We started vectors by talking about different notations and their meanings. We talked about the magnitude of a 2D vector. They could see the clear connection with Pythagorean Theorem, a few even suggested its use, but the 3D formula was not clear to them. Not at all. Students suggested we could use a cube root or cube the coordinates. Both potentially valid extensions of the pattern for sure. I ended class by giving them the formula with no proof no justification - time was running out and I had problems I wanted them to finish. Oops.

Realizing the obvious error of my ways, I started the next class with a model of a 3D vector (I used a wire coat-hanger as the vector and large graph paper to form the X-Y plane). My model was just to show them what I wanted them to build.
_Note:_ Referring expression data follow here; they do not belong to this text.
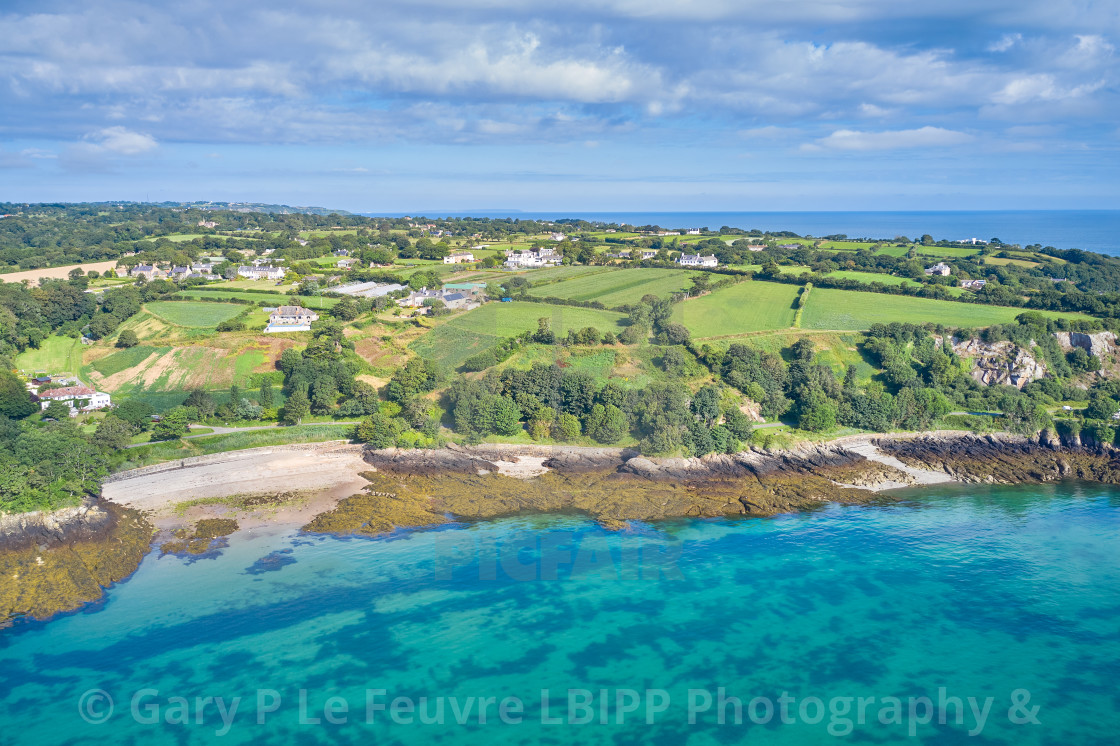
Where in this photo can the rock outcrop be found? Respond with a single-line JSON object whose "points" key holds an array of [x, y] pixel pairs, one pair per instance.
{"points": [[57, 561], [1001, 363], [1097, 344]]}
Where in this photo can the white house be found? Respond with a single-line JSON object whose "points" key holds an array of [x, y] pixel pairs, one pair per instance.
{"points": [[697, 260], [80, 399], [291, 318], [534, 258], [261, 272], [148, 271]]}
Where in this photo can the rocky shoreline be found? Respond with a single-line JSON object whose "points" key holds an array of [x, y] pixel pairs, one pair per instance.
{"points": [[54, 562]]}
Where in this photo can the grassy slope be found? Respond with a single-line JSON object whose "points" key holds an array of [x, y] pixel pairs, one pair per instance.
{"points": [[460, 337], [618, 287], [55, 355], [315, 302], [846, 309], [742, 308], [195, 314]]}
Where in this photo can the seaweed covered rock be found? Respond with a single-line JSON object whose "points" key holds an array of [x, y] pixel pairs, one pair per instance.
{"points": [[74, 567]]}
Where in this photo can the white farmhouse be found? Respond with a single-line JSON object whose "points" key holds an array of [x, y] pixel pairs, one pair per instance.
{"points": [[80, 399], [261, 272], [291, 318], [697, 260]]}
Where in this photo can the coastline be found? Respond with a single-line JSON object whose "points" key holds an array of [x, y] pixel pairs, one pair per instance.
{"points": [[59, 561]]}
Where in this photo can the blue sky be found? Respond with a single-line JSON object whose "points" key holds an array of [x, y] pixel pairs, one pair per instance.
{"points": [[606, 105]]}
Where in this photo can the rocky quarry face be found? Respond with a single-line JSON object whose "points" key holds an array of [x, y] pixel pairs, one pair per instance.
{"points": [[1000, 362], [1097, 344]]}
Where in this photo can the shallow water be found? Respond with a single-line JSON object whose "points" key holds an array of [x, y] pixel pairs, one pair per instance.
{"points": [[979, 591]]}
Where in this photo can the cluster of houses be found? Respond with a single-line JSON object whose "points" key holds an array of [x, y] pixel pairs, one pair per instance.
{"points": [[262, 272], [515, 259], [78, 397], [457, 296], [697, 260], [290, 318], [459, 258], [201, 271]]}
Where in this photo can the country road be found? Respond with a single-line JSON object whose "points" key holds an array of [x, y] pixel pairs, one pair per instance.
{"points": [[221, 430]]}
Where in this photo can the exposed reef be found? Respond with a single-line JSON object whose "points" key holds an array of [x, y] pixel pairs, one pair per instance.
{"points": [[429, 487], [410, 488], [53, 562]]}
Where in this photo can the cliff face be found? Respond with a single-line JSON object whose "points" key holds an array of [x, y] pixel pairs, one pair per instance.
{"points": [[612, 485], [1000, 362], [1008, 459], [1098, 344]]}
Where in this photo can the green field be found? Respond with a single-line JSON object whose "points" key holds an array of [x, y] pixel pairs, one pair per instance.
{"points": [[197, 314], [268, 298], [54, 355], [753, 306], [873, 277], [854, 310], [618, 287], [893, 251], [457, 339], [999, 261], [951, 252]]}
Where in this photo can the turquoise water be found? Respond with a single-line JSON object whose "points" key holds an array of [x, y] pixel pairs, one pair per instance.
{"points": [[982, 591]]}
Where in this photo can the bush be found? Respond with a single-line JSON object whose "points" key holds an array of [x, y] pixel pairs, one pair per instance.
{"points": [[566, 428]]}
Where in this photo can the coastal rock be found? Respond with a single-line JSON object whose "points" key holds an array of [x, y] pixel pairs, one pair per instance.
{"points": [[85, 522], [76, 562]]}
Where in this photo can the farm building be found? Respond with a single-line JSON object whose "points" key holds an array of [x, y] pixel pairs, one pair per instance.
{"points": [[80, 399], [148, 271], [261, 272], [291, 318], [534, 258], [697, 260], [458, 258]]}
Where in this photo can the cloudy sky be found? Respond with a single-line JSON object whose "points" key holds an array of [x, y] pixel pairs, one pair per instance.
{"points": [[390, 105]]}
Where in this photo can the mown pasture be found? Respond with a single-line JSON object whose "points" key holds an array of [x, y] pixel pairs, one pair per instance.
{"points": [[750, 306]]}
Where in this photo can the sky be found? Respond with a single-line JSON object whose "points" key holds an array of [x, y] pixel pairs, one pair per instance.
{"points": [[453, 105]]}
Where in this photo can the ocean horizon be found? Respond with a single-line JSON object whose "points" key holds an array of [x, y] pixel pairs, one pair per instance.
{"points": [[1089, 230]]}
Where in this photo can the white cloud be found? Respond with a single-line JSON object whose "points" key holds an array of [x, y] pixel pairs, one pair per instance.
{"points": [[121, 141], [1042, 86], [926, 137], [1005, 43]]}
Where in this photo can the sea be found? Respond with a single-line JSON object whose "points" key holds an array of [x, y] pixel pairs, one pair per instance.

Their task was to use a meter stick as their vector - which required some engineering - and find the coordinates of the vector in 3D. A few students suggested aligning the vector with a coordinate axis... I nixed that idea.

Once they had the coordinates I asked them to prove the formula given in the last class or better yet to ignore the formula and use only the coordinates to find the length of the vector - which they already knew from the meter stick. 10-15 minutes later folks had drawn right triangles and created a solution!

Once everyone was finished, I pulled the whole class over to one of the more neatly created models so I could point and formalize the ideas.Towards the end several students commented "oh that makes sense," or "now I get it - that formula does make sense." Voila! A simple but effective way to spend 40 minutes of class.